FRIENDS ACROSS THE AISLE

Sen. Victor Callahan (D-Independence), the Senate Democratic Floor Leader, recognized some Republican legislators, including Sen. Jim Lembke (R-St. Louis) for standing up against the anti-worker measures. “Not all Republicans are bad,” he said.

“We would not have the success we did if we did not have friends and advocates for your interests on the other side of the aisle,” Callahan said. “The people of my party have defended you vociferously, but we do have friends and allies who helped us in this fight because they understand it’s right and just.”

 A THREE-PRONGED ATTACK

Sen. Ryan McKenna (D-Crystal City), a member of Laborers Local 110, said the challenge against anti-worker, anti-union legislation is not limited to Missouri, nor is it arbitrary.

“Across the country there has been an attack on labor and the middle class,” McKenna said, adding that he sees the attack as a three-pronged assault:

1) Reduce wages by eliminating the prevailing wage law;

2) Reduce union membership by instituting right-to-work (for less);

3) Eliminate political involvement through paycheck deception.

Those three things together will abolish organized labor in this country,” McKenna said. “There is a method to their madness.”

Sens. Green and Callahan will both leave the legislature at the end of this session due to term limits, McKenna said, and he will need help to continue to fight.

“Enough of this 40 percent turnout by your memberships at election time,” McKenna said. “I’m going to need help in the state Senate.”

REMEMBER IN NOVEMBER

Rep. Jake Hummel (D-St. Louis), a member of IBEW Local 1 said the fight against anti-union legislation is unending.

“I am here to tell you that our fight is a fight that will never end,” Hummel said. “Every single day in this capitol there are attacks on our way of life just to make it harder for us to get by, to make it harder to feed your families, to make it harder to send your kids to college.”
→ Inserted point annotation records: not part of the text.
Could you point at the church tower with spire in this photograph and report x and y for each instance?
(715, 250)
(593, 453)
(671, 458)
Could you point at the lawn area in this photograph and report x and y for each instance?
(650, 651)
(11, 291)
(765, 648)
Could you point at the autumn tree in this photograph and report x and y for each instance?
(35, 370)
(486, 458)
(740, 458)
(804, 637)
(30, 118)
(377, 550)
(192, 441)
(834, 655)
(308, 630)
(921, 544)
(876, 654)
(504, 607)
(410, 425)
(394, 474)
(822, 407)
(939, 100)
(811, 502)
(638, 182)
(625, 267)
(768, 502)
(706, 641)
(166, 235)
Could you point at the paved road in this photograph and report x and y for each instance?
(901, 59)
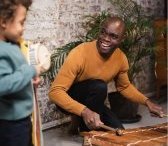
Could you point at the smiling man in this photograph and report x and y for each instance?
(81, 84)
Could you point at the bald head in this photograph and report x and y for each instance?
(115, 21)
(110, 36)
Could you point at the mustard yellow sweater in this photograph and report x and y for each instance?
(84, 62)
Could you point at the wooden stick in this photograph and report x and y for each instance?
(118, 132)
(164, 115)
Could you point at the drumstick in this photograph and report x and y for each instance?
(118, 132)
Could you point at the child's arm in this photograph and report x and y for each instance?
(14, 81)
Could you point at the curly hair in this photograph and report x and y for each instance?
(8, 7)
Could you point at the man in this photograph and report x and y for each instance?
(81, 84)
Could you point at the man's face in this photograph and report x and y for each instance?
(110, 36)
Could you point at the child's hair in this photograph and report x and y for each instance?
(8, 7)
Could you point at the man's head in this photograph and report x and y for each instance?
(111, 35)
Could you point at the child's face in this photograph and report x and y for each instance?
(14, 28)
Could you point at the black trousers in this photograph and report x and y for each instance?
(16, 133)
(93, 93)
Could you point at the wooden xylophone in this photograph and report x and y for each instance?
(145, 136)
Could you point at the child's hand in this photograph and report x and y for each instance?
(36, 81)
(39, 69)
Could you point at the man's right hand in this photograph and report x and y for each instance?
(39, 69)
(91, 119)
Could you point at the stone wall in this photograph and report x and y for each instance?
(55, 23)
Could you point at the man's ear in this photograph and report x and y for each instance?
(2, 23)
(123, 37)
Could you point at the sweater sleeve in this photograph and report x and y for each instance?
(13, 81)
(64, 79)
(125, 87)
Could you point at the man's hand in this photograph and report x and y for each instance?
(154, 108)
(36, 81)
(91, 119)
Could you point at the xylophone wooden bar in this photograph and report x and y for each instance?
(145, 136)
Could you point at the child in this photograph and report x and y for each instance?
(16, 100)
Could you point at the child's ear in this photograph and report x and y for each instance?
(2, 23)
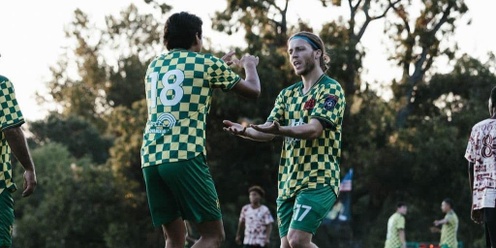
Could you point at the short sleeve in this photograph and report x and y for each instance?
(221, 75)
(330, 105)
(470, 153)
(277, 113)
(10, 113)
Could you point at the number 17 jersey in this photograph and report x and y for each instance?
(179, 86)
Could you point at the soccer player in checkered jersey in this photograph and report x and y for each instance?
(481, 156)
(179, 85)
(12, 140)
(309, 115)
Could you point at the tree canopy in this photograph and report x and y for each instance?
(406, 148)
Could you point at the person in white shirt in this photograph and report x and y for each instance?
(256, 220)
(481, 156)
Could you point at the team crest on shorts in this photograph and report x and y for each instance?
(330, 102)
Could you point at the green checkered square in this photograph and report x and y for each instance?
(310, 163)
(10, 116)
(179, 87)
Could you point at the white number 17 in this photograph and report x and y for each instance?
(297, 215)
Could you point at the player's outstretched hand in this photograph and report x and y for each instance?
(248, 60)
(272, 128)
(234, 128)
(229, 58)
(29, 183)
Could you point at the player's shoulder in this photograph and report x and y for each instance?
(265, 208)
(330, 82)
(3, 79)
(293, 87)
(484, 123)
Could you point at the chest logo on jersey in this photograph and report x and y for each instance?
(309, 105)
(294, 123)
(165, 122)
(330, 102)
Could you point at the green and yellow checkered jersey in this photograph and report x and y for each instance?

Earlier last month, Hummel said, a bill was heard on the floor of the House that would systematically dismantle the state’s prevailing wage law. Hummel was the only member allowed to speak on the bill before debate was shut down.

“It may have had something to do with the fact that I screamed from the top of my lungs for 15 minutes straight and let them know that we are sick of this attack on our laws that protect working families in this state and we’re not going to take it anymore,” Hummel said.

Demonstrating the multiplicity of the attack, Hummel noted that a recently passed House version of the state budget cut three inspectors from the Department of Labor. Fewer inspectors makes it easier for unscrupulous contractors and employers to cut costs by fostering unsafe work places, and paying low wages with no benefits by designating workers as “independent contractors” that allow employers not to pay income taxes, Social Security taxes, or workers’ and unemployment taxes.

“Brothers and sisters we are under attack every single day,” Hummel said. “I want you to go back to the job and tell the people on that job what you saw here today. Tell them that you saw trade unionists standing up for what is right. (Tell them) that come November we’re going to remember when we got to that ballot box, and remember those who fought with us and those who fought against us.”